Energy Efficiency Investments
Under their full-service business model, ESCOs use innovative energy performance contracts to finance energy efficiency projects that save money on fuel or electricity.
Such projects include boiler renovations, technology upgrading in combustion systems, renovation of kilns and furnaces, waste heat or gas recovery and use, motor drive system renovations, cooling system replacements, internal power supply renovation, and heating, ventilation, air conditioning system renovations and innovations, and even light bulb replacements.
The companies are paid a large percentage (usually 80 percent) of the estimated cost savings until their investments are paid off-typically in one-to-three-years. With the investments paid from the savings, the host enterprises receive more efficient equipment to use for years to come with no cash outlay.
The EMC concept is particularly attractive for small and medium-sized energy efficiency projects. But larger scale energy efficiency project investments are also needed for the country to cut back on energy use by the steel industry and other energy-intensive industries as China's rapidly growing economy continues to expand, says Taylor.

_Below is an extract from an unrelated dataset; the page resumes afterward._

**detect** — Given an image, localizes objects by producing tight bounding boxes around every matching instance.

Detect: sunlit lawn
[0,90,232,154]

Focusing on this market, the Chinese Government and World Bank have prepared a new Energy Efficiency Financing Project, using a proposed new US$200 million World Bank loan and US$13 million GEF grant. This project, expected to be approved in a few months, will foster the development of large-scale energy efficiency loan programs in three Chinese national banks, to lend for projects in the $5-10 million range in heavy industries.
The World Bank Group's private sector arm, International Finance Corporation (IFC), along with GEF and the government of Finland, also supports energy efficiency improvements through the China Utility-Based Energy Efficiency Finance Program (CHUEE). IFC estimates the program has resulted in more than US$120 million in energy efficiency lending, with a much larger pipeline of expected future investment.
Besides energy conservation, including fostering the energy management companies and reducing heat loss in buildings, the World Bank is backing renewable energy, environmental protection in the energy sector, and efforts to make coal plants cleaner and more efficient.
The solution is "not one single thing - it's a whole mix. You have to have a whole mix of programs, all of which have to contribute."
"All of our work in energy is on clean energy, and all of it's growing," says Taylor.
Coal Powering China's Economy
Coal contributes 30 percent of the world's CO2 emissions and is China's most abundant energy resource, supplying about 62 percent of the country's energy needs in 2004, according to the International Energy Agency. While per capita energy use in China remains much lower than in Europe or the United States, China has become the second biggest energy consumer in the world. Its share of new CO2 emissions is expected to rise to 40 percent of the world's total by 2030 if measures are not taken to reduce them.
In 2005, the Chinese government set an ambitious goal of reducing energy usage per unit of GDP by 20 percent between 2006 and 2010. The 20 percent "is a very tough target to make," observes Bob Taylor, World Bank Lead Energy Specialist for East Asia. Indeed, Chinese Premier Wen Jiabao said last year that China's per-unit-GDP energy consumption only fell 1.23 percent in 2006, well short of the projected target of 4 percent.
But Taylor, who has worked on World Bank-China energy projects for 25 years, says "the level of commitment is very high - I have never seen energy conservation pushed so hard in any country, from the highest level all the way through the system. China's leaders have a good understanding that the country cannot continue growing very fast and consume resources at the same efficiency it has thus far. You can see very quickly there's not enough energy in the world to support that."